When I brought up another pail of apples to the house yesterday, Ed called out, “I’ll tell you how to make crabapple wine if you want to know. You can use your regular apples to make it.” I declined his offer.
Ed hadn’t expected me to take him up on his recipe for homemade apple wine. When I mentioned freezing the apples as apple sauce, and baking a pie or two his attitude became a little eager. He said, “I don’t care for apple sauce, but a good apple pie is just about unbeatable.”
“Do you want some apples so Ruby can make a pie with them?” I offered. Ed refused my offer saying regretfully that Ruby won’t bake pies because he eats them too fast. Ruby claims she would have to lock them in a timed vault to have a pie last more than an hour. Hearing Ed was under a pie band, I asked him if he wanted a piece of pie that I had baked. He was torn. He loves pie but hated the thought that I was being nice to him. His stomach won out.
When I presented Ed with his piece of pie, he was tentative. He asked, “Where’s the pie crust on the top? Why does it have dream whip on it instead? I haven’t seen apple pie like this before!” he stammered.

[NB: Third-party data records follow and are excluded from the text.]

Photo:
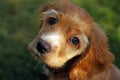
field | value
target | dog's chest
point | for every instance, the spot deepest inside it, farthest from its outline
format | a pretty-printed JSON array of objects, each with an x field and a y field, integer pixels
[{"x": 59, "y": 76}]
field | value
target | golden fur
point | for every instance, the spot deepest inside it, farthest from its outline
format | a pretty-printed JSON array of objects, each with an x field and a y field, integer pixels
[{"x": 92, "y": 59}]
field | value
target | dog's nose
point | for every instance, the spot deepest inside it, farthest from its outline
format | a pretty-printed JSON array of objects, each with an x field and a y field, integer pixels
[{"x": 43, "y": 47}]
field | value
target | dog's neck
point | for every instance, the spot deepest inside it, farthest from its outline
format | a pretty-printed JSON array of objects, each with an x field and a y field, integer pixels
[{"x": 64, "y": 71}]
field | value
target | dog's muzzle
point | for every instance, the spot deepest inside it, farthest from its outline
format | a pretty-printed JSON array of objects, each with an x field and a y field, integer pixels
[{"x": 43, "y": 47}]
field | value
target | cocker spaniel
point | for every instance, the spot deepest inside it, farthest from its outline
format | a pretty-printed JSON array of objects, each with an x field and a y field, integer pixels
[{"x": 71, "y": 44}]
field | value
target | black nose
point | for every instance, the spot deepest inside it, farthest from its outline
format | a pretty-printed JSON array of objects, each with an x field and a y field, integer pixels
[{"x": 43, "y": 47}]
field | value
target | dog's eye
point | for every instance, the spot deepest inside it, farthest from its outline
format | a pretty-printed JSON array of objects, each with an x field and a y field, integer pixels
[
  {"x": 74, "y": 40},
  {"x": 52, "y": 21}
]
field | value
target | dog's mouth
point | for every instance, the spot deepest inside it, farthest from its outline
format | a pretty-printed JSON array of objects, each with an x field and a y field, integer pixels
[{"x": 64, "y": 69}]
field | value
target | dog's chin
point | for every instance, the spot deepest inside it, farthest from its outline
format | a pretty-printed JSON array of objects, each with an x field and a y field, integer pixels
[{"x": 66, "y": 67}]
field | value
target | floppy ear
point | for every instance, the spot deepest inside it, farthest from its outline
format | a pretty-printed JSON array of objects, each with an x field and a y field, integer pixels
[{"x": 96, "y": 58}]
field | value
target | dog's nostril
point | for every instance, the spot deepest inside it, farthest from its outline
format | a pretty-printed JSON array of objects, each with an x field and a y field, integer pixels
[{"x": 43, "y": 47}]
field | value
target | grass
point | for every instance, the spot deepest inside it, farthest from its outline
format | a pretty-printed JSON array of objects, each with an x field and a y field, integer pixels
[{"x": 19, "y": 25}]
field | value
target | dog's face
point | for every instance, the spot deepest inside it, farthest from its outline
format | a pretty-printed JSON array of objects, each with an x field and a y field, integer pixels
[{"x": 59, "y": 39}]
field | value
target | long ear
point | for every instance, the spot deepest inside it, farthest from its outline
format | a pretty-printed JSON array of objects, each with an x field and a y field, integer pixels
[{"x": 96, "y": 58}]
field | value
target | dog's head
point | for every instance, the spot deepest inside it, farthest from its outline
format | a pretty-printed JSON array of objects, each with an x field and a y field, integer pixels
[{"x": 68, "y": 31}]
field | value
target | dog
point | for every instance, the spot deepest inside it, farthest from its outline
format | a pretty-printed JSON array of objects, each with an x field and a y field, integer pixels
[{"x": 72, "y": 45}]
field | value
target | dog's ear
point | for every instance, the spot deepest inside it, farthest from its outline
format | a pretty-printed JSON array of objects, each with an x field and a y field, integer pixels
[{"x": 96, "y": 58}]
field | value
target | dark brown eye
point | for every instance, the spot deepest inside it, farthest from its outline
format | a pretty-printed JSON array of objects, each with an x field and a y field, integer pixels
[
  {"x": 52, "y": 21},
  {"x": 74, "y": 40}
]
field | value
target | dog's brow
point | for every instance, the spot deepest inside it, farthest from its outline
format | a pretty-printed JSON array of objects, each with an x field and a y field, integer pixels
[
  {"x": 53, "y": 39},
  {"x": 49, "y": 12}
]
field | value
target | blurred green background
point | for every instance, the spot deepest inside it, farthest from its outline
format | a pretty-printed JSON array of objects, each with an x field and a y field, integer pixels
[{"x": 19, "y": 25}]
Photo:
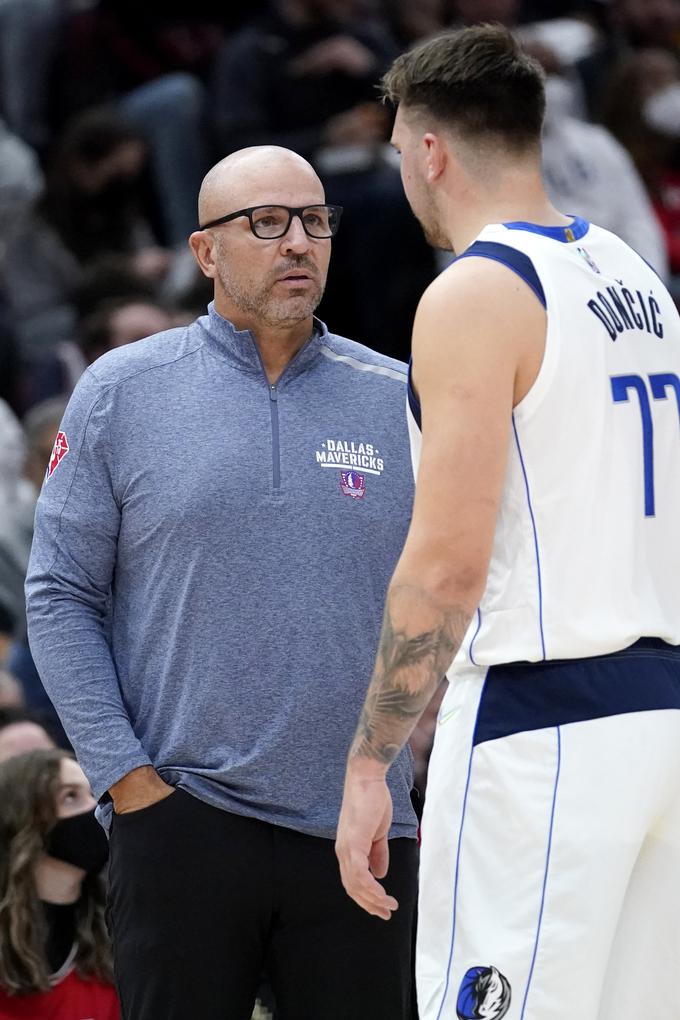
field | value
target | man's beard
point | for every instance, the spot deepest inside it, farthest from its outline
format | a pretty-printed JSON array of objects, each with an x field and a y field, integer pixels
[{"x": 265, "y": 306}]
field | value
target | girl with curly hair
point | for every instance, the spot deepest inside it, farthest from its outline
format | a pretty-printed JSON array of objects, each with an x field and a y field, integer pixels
[{"x": 54, "y": 951}]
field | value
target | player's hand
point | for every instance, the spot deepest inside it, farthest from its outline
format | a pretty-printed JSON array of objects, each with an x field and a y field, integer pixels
[
  {"x": 361, "y": 846},
  {"x": 140, "y": 788}
]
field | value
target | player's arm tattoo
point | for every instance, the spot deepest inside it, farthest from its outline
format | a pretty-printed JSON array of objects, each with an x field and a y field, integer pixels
[{"x": 413, "y": 656}]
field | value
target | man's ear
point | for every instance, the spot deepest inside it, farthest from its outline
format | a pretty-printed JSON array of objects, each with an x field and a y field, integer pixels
[
  {"x": 201, "y": 243},
  {"x": 435, "y": 155}
]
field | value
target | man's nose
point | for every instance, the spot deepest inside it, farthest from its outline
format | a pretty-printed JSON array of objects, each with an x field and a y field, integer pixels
[{"x": 296, "y": 240}]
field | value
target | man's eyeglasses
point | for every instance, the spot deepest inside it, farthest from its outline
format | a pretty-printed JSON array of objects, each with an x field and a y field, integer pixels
[{"x": 269, "y": 221}]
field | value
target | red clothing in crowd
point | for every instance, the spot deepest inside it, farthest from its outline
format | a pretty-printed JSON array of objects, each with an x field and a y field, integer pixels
[
  {"x": 73, "y": 998},
  {"x": 667, "y": 205}
]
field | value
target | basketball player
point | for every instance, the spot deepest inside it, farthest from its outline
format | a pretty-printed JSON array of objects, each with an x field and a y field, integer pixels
[{"x": 543, "y": 557}]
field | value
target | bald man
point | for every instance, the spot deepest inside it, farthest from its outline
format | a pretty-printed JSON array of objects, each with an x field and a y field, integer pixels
[{"x": 222, "y": 511}]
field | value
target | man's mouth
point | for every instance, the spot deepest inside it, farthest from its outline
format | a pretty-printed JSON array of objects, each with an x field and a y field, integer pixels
[{"x": 296, "y": 274}]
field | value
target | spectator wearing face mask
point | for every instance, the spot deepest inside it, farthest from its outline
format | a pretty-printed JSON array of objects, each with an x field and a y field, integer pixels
[
  {"x": 642, "y": 108},
  {"x": 55, "y": 960},
  {"x": 91, "y": 208}
]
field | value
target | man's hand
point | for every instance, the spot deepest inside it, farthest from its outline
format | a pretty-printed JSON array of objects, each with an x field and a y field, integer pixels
[
  {"x": 362, "y": 837},
  {"x": 140, "y": 788}
]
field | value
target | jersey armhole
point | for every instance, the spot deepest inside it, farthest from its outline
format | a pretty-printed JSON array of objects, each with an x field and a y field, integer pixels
[
  {"x": 414, "y": 403},
  {"x": 511, "y": 257}
]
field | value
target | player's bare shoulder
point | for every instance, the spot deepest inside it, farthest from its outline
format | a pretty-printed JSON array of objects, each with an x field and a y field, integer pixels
[{"x": 479, "y": 308}]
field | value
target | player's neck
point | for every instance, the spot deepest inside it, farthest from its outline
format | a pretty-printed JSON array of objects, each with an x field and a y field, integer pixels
[{"x": 519, "y": 200}]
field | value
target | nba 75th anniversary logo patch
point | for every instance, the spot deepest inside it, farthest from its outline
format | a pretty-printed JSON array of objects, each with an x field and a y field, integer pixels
[{"x": 59, "y": 451}]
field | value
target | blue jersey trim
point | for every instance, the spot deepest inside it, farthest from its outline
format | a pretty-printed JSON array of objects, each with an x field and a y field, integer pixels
[
  {"x": 573, "y": 232},
  {"x": 535, "y": 541},
  {"x": 458, "y": 861},
  {"x": 414, "y": 403},
  {"x": 511, "y": 257},
  {"x": 522, "y": 696},
  {"x": 545, "y": 872}
]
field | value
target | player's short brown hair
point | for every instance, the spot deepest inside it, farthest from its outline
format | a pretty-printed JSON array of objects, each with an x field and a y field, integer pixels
[{"x": 478, "y": 81}]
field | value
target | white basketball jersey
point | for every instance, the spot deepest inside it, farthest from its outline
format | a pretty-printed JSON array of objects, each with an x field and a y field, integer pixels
[{"x": 586, "y": 551}]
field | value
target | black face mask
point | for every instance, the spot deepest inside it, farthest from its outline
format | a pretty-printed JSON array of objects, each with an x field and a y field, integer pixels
[{"x": 79, "y": 840}]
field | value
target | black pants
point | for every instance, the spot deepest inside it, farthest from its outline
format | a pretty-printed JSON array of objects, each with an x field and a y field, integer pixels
[{"x": 203, "y": 902}]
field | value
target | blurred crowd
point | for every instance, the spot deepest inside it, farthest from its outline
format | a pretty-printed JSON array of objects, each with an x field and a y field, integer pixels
[{"x": 111, "y": 111}]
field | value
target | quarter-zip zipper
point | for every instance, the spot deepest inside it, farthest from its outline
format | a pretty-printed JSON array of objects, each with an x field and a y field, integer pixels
[
  {"x": 273, "y": 411},
  {"x": 275, "y": 451}
]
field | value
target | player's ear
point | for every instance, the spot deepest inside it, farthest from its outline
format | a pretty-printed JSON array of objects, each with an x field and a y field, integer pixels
[{"x": 435, "y": 156}]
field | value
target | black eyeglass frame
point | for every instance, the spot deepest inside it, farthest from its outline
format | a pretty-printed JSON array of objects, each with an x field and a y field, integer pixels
[{"x": 292, "y": 211}]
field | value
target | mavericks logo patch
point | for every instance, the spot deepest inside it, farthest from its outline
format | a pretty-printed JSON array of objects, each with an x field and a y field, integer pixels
[
  {"x": 353, "y": 483},
  {"x": 484, "y": 995}
]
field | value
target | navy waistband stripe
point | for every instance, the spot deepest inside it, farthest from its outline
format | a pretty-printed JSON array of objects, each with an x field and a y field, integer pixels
[{"x": 525, "y": 696}]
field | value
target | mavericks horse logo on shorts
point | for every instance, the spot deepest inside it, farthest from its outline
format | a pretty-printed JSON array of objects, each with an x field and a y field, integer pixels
[{"x": 484, "y": 995}]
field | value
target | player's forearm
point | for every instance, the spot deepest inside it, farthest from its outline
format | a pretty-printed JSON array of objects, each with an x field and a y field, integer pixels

“Just try it Ed, it is good pie,” I assured him. The first bite was hesitant, but his next one was eager, and in seconds the piece of pie was a thing of the past. In spite of hating to do it, Ed did confess that his piece of pie tasted surprisingly good. Unfortunately, he didn’t stop there as he also said, “I can eat anyone’s cooking, except my own. Doesn’t matter how bad it is, I can usually clean it up.”
One thing that I really like about my neighbor Ed is that, he speaks his mind. I could never say he hides what he thinks. You always know where you stand with Ed. Most of all, he never says anything about you, that he hasn’t already said to your face. Ed is not one to flatter folks. He does not pretend to be someone that he is not, to impress others.
God is never fooled by our outward appearances. Jesus had a dislike for religious leaders who were fastidious about outward appearances and rituals. For example, they were concerned about the neglect of ceremonial washing before meals, but not about the greed and wickedness hidden inside their hearts. God knows if we act in justice and love and if we give to the poor. It is good to give a tenth or tithe to God, but not while still being greedy and wicked at heart. Religious leaders in Jesus’ day loved to claim the most important seats in the synagogues. What does God see us claiming for ourselves before others? What does he see going on inside our hearts?